A group of formerly jailed Chinese dissidents filed a lawsuit against Yahoo Tuesday in D.C. District Court accusing the Internet 1.0 giant of “willfully turning a blind eye” while the manager of a relief fund the company created following a settlement misappropriated more than $17 million (via Gizmodo).
In 2002, Yahoo complied with a request from the Chinese government to provide personal information about two Yahoo users, who were subsequently “brutally imprisoned” for 10 years for crimes against the state. The two dissidents and their families sued Yahoo, which was settled in 2007.
As part of that settlement, Yahoo established the Yahoo Trust “to provide humanitarian assistance to Chinese political dissidents imprisoned for exercising their freedom of expression,” according to the complaint, seeding it with $17.3 million in funding. The suit claims that Yahoo appointed itself, employees Michael Callahan and Ron Bell, and Harry Wu to oversee the trust, with Wu installed as the fund’s manager. But instead of using the money for its intended purpose, the suit alleges, Wu and the Yahoo employees presided over a fund that spent $13 million on items including real estate and exorbitant staff salaries, and only about $700,000 to help dissidents.

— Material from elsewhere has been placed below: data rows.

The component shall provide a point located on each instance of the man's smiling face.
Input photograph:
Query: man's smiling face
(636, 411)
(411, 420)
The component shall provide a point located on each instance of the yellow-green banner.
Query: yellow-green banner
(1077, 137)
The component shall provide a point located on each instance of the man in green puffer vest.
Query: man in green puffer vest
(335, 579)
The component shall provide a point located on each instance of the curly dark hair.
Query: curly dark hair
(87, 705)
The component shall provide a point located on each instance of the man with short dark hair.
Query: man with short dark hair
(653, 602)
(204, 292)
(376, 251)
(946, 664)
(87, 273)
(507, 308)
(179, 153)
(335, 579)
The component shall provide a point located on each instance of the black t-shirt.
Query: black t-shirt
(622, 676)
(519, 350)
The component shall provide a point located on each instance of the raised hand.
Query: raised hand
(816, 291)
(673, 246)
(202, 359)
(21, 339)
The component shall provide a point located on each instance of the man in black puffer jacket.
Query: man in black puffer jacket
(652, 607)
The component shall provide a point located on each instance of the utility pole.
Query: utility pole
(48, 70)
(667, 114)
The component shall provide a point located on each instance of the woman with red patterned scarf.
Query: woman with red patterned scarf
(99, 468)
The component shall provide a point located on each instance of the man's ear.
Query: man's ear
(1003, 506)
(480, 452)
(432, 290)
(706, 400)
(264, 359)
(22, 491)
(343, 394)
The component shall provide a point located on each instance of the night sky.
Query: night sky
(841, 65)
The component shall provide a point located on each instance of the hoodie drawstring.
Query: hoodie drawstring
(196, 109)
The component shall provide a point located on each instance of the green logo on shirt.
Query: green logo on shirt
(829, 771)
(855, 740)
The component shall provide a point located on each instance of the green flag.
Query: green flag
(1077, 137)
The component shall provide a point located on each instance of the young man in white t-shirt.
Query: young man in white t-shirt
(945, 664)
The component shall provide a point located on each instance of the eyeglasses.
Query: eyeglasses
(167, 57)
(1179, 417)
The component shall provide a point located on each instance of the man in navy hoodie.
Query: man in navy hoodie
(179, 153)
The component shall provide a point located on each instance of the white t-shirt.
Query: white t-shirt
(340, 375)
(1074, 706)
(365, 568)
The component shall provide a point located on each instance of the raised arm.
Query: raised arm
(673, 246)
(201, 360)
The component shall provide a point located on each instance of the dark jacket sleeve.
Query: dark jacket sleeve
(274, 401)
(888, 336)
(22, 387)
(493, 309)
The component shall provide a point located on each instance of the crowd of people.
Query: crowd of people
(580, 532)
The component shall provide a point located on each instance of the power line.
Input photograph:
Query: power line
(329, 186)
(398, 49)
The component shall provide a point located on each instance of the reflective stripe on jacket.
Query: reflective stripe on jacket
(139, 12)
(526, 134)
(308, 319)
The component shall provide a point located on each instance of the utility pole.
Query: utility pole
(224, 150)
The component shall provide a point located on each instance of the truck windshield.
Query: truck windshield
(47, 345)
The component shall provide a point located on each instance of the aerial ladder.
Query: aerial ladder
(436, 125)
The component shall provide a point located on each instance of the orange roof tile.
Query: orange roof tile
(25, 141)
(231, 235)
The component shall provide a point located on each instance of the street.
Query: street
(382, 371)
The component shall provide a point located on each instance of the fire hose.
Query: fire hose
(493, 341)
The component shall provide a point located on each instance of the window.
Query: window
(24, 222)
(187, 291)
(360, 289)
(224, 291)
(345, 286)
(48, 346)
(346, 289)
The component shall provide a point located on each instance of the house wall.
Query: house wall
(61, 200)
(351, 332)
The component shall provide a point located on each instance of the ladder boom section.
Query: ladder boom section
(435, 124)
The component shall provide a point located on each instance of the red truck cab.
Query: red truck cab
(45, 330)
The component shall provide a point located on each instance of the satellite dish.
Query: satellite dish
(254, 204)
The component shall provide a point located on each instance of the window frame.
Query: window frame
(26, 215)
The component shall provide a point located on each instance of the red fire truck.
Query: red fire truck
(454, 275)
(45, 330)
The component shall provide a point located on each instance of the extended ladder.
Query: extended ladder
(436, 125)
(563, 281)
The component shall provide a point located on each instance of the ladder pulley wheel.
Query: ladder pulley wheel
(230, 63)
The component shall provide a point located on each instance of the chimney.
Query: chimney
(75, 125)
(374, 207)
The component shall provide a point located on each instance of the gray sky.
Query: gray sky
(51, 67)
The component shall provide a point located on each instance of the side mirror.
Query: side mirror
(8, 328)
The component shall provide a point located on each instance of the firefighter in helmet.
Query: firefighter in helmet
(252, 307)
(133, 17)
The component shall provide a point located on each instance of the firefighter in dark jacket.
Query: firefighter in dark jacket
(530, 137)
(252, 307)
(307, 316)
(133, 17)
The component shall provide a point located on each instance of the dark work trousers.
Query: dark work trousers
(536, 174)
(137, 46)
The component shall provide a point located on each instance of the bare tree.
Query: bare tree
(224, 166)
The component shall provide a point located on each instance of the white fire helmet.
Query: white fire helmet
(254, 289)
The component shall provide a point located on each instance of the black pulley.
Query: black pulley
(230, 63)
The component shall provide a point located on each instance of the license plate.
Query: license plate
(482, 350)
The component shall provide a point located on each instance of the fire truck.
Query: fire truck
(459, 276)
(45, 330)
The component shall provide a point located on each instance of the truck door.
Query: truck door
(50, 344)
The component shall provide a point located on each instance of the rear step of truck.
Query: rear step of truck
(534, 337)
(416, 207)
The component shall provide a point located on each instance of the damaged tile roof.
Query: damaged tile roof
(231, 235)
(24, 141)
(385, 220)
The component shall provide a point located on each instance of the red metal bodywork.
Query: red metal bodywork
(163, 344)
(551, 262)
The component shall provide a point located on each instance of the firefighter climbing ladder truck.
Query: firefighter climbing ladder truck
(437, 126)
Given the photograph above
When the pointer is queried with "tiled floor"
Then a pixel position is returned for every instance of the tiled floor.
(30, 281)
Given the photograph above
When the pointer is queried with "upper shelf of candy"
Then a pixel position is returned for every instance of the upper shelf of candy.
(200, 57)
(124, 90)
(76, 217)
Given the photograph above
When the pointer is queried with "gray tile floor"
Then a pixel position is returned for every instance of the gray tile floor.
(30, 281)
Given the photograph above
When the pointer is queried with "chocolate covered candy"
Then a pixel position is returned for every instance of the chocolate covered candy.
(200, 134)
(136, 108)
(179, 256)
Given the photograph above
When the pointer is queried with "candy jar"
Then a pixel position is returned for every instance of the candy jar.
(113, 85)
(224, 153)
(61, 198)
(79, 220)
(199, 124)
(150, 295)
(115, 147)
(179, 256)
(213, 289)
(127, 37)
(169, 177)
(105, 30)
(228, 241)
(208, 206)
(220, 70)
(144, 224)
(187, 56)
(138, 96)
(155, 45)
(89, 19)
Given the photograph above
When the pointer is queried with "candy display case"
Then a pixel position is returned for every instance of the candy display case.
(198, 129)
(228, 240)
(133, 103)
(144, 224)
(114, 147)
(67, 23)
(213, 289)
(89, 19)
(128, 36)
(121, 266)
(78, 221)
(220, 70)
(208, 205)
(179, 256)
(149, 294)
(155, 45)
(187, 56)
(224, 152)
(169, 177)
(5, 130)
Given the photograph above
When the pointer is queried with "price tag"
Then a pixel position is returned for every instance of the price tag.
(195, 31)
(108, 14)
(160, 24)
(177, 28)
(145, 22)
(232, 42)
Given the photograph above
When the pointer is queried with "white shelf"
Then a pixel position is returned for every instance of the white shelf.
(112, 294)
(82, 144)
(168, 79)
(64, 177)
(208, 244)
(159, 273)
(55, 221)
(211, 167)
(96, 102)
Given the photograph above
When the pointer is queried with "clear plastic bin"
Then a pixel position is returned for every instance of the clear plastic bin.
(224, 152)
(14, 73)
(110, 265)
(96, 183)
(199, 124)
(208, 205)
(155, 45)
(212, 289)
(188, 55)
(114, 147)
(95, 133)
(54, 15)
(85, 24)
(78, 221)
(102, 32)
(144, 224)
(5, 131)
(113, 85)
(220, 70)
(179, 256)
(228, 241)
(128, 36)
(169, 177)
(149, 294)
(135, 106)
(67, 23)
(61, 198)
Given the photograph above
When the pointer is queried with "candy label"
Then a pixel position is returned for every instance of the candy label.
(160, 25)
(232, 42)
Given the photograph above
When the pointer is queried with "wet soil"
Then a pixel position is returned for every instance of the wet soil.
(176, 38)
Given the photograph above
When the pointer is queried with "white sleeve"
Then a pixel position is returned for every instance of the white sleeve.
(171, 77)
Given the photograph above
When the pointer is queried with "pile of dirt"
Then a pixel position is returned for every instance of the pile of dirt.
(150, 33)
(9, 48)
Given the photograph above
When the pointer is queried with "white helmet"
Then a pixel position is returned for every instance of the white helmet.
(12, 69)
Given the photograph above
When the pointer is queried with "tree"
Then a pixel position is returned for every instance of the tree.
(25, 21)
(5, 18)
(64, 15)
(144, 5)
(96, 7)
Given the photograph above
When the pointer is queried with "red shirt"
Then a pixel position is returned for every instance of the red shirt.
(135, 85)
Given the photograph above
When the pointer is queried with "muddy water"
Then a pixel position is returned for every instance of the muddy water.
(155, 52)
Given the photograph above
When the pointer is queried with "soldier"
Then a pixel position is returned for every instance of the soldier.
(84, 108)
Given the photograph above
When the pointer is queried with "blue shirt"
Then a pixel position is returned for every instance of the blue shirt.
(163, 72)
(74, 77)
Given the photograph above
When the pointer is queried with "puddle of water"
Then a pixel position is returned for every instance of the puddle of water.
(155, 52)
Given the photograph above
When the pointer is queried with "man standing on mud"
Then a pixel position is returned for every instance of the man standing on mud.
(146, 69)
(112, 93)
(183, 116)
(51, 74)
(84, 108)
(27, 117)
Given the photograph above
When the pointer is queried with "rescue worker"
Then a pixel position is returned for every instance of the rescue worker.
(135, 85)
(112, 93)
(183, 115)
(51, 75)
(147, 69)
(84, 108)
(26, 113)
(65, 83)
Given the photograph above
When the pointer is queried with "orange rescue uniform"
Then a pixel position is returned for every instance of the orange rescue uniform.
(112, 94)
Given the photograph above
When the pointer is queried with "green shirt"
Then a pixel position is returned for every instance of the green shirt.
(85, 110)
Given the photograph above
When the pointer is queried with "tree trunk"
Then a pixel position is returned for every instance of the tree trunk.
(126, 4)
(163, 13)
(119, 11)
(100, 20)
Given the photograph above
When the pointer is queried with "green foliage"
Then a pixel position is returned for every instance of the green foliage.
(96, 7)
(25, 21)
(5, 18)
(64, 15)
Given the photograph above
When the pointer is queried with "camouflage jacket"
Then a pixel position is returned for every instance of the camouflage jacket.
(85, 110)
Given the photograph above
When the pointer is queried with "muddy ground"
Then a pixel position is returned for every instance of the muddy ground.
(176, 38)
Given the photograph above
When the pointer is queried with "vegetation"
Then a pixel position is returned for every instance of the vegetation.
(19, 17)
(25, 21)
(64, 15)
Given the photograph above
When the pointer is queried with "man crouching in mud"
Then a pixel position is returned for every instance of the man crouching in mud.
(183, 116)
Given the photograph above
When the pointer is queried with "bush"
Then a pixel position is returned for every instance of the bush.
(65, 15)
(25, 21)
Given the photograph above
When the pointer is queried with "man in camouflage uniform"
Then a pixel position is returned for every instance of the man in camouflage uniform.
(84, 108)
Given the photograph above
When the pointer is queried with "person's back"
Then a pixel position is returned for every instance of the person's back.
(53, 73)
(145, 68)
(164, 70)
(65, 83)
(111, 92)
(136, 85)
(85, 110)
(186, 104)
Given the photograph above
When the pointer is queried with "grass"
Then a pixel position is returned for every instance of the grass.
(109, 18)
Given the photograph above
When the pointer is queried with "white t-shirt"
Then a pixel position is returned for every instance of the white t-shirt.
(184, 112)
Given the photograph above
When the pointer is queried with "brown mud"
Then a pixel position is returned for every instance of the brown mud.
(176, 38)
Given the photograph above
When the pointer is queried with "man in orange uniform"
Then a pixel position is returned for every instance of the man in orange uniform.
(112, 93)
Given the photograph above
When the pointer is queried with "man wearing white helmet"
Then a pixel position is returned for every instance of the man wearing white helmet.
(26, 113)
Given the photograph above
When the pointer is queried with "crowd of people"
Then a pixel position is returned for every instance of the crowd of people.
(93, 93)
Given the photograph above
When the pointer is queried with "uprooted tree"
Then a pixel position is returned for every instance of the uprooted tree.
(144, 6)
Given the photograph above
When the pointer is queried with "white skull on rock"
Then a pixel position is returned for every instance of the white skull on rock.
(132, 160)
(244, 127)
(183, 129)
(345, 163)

“Unfortunately, because Yahoo, Callahan, Bell, Wu, and others were primarily concerned with using the Yahoo Trust to further their own interests, as opposed to the best interest of Trust beneficiaries, they totally abdicated their fiduciary responsibilities to those beneficiaries, including by willfully turning a blind eye to rampant self-dealing and by engaging in such self-dealing,” the complaint alleges. “As a result, a breathtaking majority of the Yahoo Trust corpus–upwards of $13 million–has been systematically and unlawfully depleted in less than 10 years on expenditures having nothing to do with providing humanitarian assistance to imprisoned Chinese dissidents.”
Yahoo was acquired by Verizon earlier this year, which folded the company, along with fellow early internet icon AOL, into a new entity called Oath.